When approved for a payday loan, you are given cash in exchange for a post-dated check totaling the amount borrowed plus the fee.
For example, if you borrowed $500 and the fee is $20 for every $100 borrowed, you would write a check for two weeks into the future for $600 (the $500 borrowed + the $100 fee). If you don’t have the money in your account on the day the check is scheduled to be deposited, you have to renew the loan to keep your check from bouncing. So, you would pay $100 to get the loan extended for 2 more weeks.
To get out of one payday loan, sometimes an individual will use another loan. This creates a debt trap. It can be hard to get out of this.
If you find yourself renewing a loan week after week, try one of the following:
- Borrow from a family member or friend to pay off the loan. You will still owe the money, but will not have to pay the renewal fee every two weeks. Be sure to pay this loan back. Not paying back a loan from a family member or friend can cost you the relationship.
- Use your tax refund to pay off the loan.

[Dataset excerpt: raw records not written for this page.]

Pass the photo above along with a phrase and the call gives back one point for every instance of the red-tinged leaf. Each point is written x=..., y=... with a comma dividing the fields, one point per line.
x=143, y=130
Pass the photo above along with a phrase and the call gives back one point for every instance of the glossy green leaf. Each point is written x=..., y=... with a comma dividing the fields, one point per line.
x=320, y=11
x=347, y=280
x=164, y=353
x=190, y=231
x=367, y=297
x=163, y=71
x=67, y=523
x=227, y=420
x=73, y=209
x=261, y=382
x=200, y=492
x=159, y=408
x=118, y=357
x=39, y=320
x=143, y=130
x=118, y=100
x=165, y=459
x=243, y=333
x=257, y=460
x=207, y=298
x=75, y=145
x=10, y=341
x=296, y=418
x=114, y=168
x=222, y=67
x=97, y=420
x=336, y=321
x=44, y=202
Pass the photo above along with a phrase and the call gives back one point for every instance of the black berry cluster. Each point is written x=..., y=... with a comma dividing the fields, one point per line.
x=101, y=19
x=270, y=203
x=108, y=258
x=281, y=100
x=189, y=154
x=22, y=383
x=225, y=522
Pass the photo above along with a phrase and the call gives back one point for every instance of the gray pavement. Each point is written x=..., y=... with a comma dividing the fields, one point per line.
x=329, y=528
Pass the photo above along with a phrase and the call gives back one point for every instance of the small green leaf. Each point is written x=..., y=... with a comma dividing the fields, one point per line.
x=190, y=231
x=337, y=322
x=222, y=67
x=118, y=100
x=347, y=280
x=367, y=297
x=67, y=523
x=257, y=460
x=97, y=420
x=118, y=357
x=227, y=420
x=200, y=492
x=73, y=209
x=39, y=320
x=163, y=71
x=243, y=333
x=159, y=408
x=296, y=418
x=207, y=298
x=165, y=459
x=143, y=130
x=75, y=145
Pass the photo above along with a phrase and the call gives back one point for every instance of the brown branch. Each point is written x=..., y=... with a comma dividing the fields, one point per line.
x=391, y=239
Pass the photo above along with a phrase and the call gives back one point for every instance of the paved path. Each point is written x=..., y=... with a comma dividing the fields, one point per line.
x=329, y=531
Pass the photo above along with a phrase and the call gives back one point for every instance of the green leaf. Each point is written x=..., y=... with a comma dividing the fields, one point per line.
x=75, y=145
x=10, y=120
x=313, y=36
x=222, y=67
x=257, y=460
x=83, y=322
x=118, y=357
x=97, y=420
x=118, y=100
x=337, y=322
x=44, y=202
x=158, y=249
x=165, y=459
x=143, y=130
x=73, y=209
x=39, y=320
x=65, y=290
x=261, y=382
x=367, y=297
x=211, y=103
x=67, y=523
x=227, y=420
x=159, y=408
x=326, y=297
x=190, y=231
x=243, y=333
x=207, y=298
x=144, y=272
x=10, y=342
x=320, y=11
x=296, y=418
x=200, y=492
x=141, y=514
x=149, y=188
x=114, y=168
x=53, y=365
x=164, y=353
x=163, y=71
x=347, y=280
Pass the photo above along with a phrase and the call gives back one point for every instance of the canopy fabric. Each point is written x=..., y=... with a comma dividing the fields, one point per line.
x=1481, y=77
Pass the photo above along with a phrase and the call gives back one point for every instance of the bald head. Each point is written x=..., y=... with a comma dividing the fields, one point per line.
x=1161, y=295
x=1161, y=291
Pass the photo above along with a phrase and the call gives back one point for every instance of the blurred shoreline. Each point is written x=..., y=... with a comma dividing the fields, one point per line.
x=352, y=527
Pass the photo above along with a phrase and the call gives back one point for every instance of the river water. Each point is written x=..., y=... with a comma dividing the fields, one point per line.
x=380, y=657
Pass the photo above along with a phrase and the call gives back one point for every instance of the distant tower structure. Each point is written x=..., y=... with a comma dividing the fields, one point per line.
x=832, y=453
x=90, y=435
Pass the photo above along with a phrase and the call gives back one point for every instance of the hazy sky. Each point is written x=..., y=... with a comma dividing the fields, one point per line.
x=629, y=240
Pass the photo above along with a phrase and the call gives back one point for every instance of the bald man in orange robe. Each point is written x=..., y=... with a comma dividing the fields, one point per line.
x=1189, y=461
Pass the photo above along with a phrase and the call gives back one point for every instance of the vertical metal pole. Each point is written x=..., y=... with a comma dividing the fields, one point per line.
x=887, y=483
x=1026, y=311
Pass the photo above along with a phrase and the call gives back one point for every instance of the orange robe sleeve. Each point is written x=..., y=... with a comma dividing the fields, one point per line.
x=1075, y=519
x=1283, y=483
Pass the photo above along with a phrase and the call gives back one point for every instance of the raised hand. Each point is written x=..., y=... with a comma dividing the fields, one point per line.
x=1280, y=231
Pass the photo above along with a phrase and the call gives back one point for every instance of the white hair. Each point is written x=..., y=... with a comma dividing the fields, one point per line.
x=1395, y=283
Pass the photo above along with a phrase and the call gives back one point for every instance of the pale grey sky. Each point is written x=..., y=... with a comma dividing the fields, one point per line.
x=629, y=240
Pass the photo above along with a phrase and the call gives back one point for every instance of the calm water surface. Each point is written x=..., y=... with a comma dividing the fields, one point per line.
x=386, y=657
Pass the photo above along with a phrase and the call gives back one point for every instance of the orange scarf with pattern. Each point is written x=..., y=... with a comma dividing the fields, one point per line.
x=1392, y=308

- Explore an installment loan. While an installment loan is likely to cost you just as much as a lump sum payday loan, the smaller payments over many weeks or months may be more manageable.
If you can, avoid lump sum or installment payday loans going forward. They are extremely costly, difficult to pay off, don’t build your credit, and can create a lot of stress. Borrow from family or friends, find ways to earn more income, or find ways to cut back on spending so you don’t need a payday loan.